Her plan was to study medicine rather than live the idle life expected of the Scottish gentry. However, her father forbade that path, so she turned instead to another career that would enable her to contribute to society: the recently respectable field of nursing.
After training at King’s College and Charing Cross hospitals in London, she became “lady superintendent” of a children’s hospital near Manchester in the late 1870s. There, she met Channing Neill, a physician. Despite her father’s disapproval of the match — he believed a physician was beneath her social class — she followed her heart and married Channing anyway, an act for which her family disowned her.

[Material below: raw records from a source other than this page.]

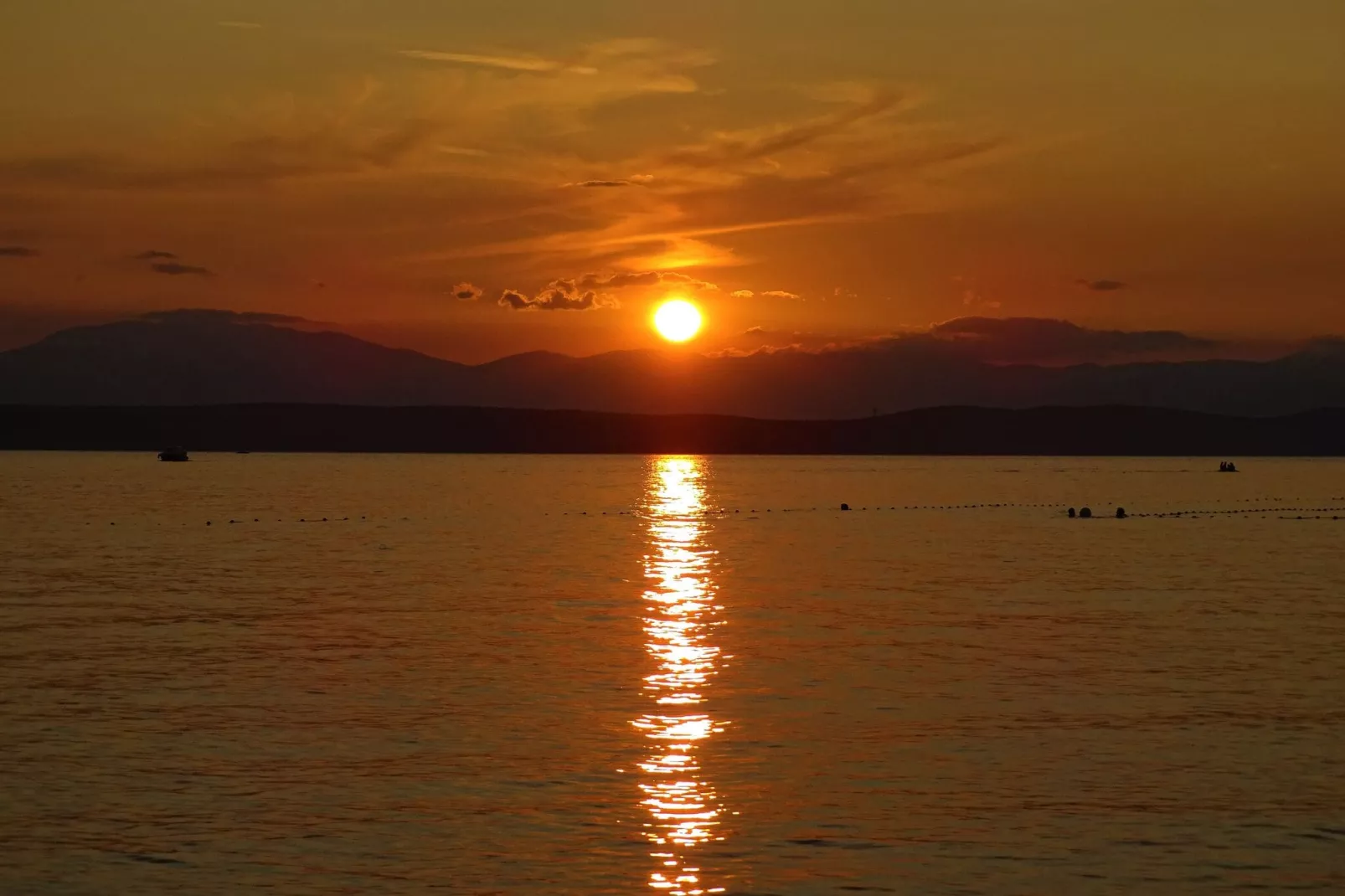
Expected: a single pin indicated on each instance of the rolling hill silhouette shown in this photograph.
(222, 358)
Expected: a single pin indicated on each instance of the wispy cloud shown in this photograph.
(512, 64)
(601, 183)
(175, 270)
(1102, 286)
(467, 292)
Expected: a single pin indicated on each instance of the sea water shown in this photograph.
(596, 674)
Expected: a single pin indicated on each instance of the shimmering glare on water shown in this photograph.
(683, 805)
(668, 674)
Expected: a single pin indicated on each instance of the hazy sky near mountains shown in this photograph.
(858, 167)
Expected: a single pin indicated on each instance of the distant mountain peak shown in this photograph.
(213, 357)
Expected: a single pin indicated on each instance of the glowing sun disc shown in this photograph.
(677, 321)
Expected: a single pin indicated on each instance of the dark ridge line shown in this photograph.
(1094, 430)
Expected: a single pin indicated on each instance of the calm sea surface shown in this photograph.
(517, 674)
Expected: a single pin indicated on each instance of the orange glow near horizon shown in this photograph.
(677, 321)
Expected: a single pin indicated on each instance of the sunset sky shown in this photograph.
(475, 179)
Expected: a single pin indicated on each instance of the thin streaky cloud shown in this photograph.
(175, 270)
(512, 64)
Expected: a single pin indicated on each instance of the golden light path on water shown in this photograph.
(681, 616)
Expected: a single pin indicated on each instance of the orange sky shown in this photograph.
(860, 167)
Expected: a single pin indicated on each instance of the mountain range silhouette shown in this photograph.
(225, 358)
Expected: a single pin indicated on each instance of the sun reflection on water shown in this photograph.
(681, 616)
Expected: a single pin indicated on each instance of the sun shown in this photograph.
(677, 321)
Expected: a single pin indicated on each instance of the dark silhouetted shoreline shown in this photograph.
(934, 430)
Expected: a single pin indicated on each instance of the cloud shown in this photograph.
(300, 146)
(512, 64)
(639, 279)
(601, 183)
(559, 295)
(1103, 286)
(760, 144)
(175, 270)
(467, 292)
(1048, 341)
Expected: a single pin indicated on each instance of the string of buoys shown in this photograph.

The marriage was short-lived. Her husband’s poor health led them to move to Queensland, Australia, but the better climate did not save him. He succumbed to his illnesses around 1890.

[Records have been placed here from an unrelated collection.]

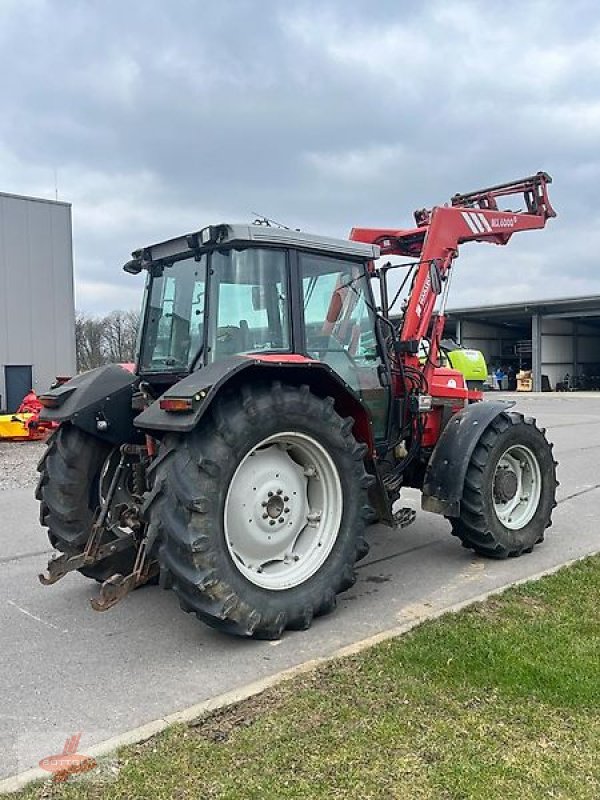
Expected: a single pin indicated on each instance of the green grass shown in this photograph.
(499, 701)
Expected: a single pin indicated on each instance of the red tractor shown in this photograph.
(275, 411)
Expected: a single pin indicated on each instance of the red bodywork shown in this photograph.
(438, 233)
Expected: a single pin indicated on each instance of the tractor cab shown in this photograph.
(233, 290)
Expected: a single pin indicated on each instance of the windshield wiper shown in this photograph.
(197, 356)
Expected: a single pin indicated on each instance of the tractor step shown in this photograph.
(404, 517)
(59, 566)
(117, 587)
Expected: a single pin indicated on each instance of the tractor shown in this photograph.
(275, 412)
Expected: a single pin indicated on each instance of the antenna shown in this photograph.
(262, 220)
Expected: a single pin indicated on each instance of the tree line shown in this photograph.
(105, 340)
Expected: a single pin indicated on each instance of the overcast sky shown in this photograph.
(159, 117)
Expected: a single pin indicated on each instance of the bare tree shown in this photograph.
(120, 333)
(105, 340)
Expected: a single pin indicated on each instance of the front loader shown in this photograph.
(275, 411)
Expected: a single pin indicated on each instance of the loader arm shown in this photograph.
(473, 216)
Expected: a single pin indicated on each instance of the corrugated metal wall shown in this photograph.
(37, 310)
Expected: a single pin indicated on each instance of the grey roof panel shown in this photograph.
(276, 236)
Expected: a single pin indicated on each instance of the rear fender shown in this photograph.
(447, 468)
(203, 386)
(98, 402)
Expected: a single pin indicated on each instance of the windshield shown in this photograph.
(248, 309)
(174, 329)
(249, 300)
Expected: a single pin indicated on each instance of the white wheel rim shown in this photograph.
(283, 511)
(517, 468)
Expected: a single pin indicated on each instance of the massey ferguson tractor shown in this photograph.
(275, 411)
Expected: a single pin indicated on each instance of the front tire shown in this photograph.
(261, 511)
(509, 490)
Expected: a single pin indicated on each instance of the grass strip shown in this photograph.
(500, 700)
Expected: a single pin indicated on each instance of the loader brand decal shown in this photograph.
(476, 222)
(423, 296)
(504, 222)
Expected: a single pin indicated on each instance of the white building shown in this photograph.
(37, 310)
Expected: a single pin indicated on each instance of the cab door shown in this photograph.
(340, 328)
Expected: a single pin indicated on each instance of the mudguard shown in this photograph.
(202, 386)
(447, 468)
(102, 395)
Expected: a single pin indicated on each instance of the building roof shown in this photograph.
(34, 199)
(560, 307)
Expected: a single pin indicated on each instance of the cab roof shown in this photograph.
(225, 234)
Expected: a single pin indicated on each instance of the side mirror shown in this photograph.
(259, 298)
(435, 277)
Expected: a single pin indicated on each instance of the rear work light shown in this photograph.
(50, 402)
(181, 405)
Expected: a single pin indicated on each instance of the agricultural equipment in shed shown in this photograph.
(275, 412)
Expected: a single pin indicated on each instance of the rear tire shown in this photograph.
(68, 491)
(509, 490)
(219, 534)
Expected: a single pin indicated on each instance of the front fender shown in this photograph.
(447, 468)
(101, 395)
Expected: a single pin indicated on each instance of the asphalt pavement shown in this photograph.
(65, 669)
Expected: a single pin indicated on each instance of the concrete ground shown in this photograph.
(66, 669)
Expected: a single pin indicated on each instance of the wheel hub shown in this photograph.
(516, 487)
(283, 511)
(505, 485)
(274, 506)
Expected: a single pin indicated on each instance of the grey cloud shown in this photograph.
(160, 117)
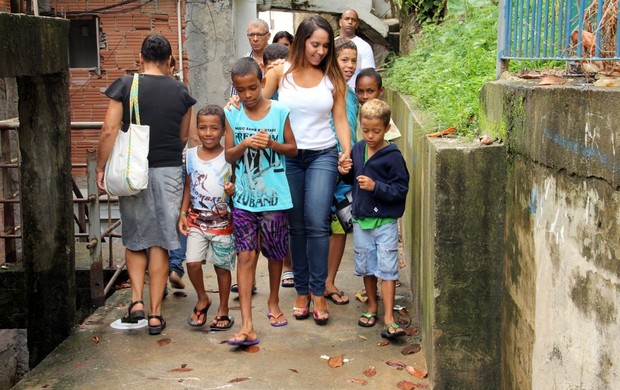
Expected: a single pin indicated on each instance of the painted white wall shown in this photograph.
(278, 21)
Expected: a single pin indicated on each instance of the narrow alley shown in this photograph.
(96, 356)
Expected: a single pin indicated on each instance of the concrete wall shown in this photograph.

Finding herself a widow in her mid-40s with a child to support, Neill turned to occupations such as journalism and typewriting. She also got involved in organizing a union for women workers. Her friendship with Queensland’s governor led to her appointment to a royal commission on labor conditions in New Zealand’s factories and shops in 1893. So began a long career in public service and social reforms in labor, charity and nursing.
“To Twist and Twiddle Ministers & Premiers”

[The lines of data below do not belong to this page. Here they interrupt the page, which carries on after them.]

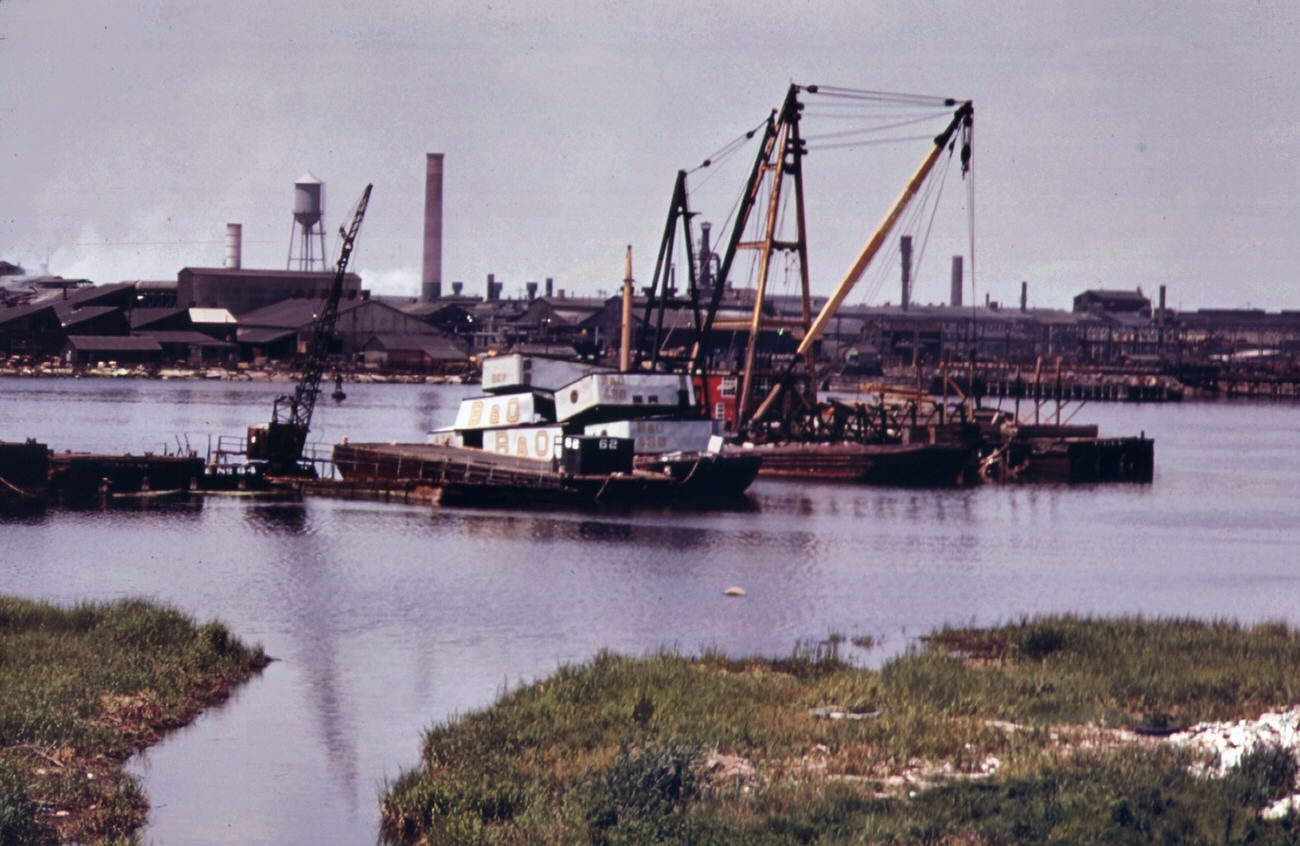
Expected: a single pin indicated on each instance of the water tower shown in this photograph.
(307, 238)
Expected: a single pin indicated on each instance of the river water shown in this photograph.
(388, 619)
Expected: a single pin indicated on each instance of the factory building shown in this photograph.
(241, 291)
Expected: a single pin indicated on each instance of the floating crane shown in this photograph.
(278, 446)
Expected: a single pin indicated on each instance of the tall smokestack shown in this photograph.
(234, 246)
(706, 264)
(430, 280)
(625, 339)
(905, 252)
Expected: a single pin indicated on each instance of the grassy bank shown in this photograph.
(82, 689)
(1014, 734)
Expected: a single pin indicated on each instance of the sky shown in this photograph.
(1117, 144)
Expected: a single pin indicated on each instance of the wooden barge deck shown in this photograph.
(463, 476)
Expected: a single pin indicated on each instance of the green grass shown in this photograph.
(83, 688)
(627, 750)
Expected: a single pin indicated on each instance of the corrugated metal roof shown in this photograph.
(212, 316)
(186, 335)
(432, 346)
(142, 317)
(264, 335)
(113, 343)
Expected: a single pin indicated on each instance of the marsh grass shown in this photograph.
(85, 688)
(625, 750)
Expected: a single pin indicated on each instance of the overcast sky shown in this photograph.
(1117, 144)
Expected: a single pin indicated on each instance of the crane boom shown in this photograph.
(280, 443)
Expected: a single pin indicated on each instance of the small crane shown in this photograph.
(278, 445)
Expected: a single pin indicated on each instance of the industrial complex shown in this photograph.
(235, 317)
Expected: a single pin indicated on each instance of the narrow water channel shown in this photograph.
(385, 619)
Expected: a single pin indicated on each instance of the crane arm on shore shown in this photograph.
(280, 443)
(962, 120)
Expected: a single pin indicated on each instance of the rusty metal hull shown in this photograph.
(458, 474)
(77, 474)
(893, 464)
(1086, 460)
(24, 474)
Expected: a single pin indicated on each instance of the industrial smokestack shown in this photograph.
(430, 280)
(706, 264)
(625, 339)
(234, 246)
(905, 254)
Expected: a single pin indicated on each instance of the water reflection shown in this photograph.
(388, 617)
(304, 562)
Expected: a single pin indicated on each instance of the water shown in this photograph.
(388, 619)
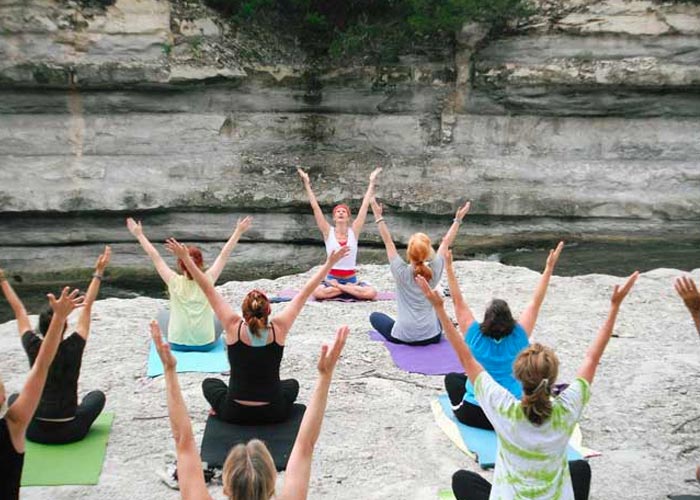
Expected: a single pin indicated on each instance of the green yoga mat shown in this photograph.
(75, 463)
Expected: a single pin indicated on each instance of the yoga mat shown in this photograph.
(290, 293)
(479, 444)
(74, 463)
(214, 361)
(433, 359)
(220, 437)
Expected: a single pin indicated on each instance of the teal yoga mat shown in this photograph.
(74, 463)
(476, 442)
(214, 361)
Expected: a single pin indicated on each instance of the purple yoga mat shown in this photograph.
(433, 359)
(290, 293)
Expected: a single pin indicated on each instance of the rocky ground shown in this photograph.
(379, 440)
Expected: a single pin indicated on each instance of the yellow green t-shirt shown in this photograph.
(191, 317)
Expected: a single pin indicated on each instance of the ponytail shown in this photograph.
(537, 368)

As an inspector, Neill often visited industrial centers across New Zealand. She felt useful in that capacity because she believed, probably rightly, that women workers were more comfortable discussing their conditions with another woman. She joined an investigation into charitable aid and was appointed “official visitor” to the Porirua and Mount View Lunatic Asylums, as they were then called.
In 1895, she became deputy inspector of lunatic asylums, hospitals, licensed houses and charitable institutions. The inspector, Duncan MacGregor, also from Scotland, had been glad to find “an able and experienced woman” assistant who could ask the various “numerous and delicate” questions that were considered too indecorous for male investigators in the Victorian era.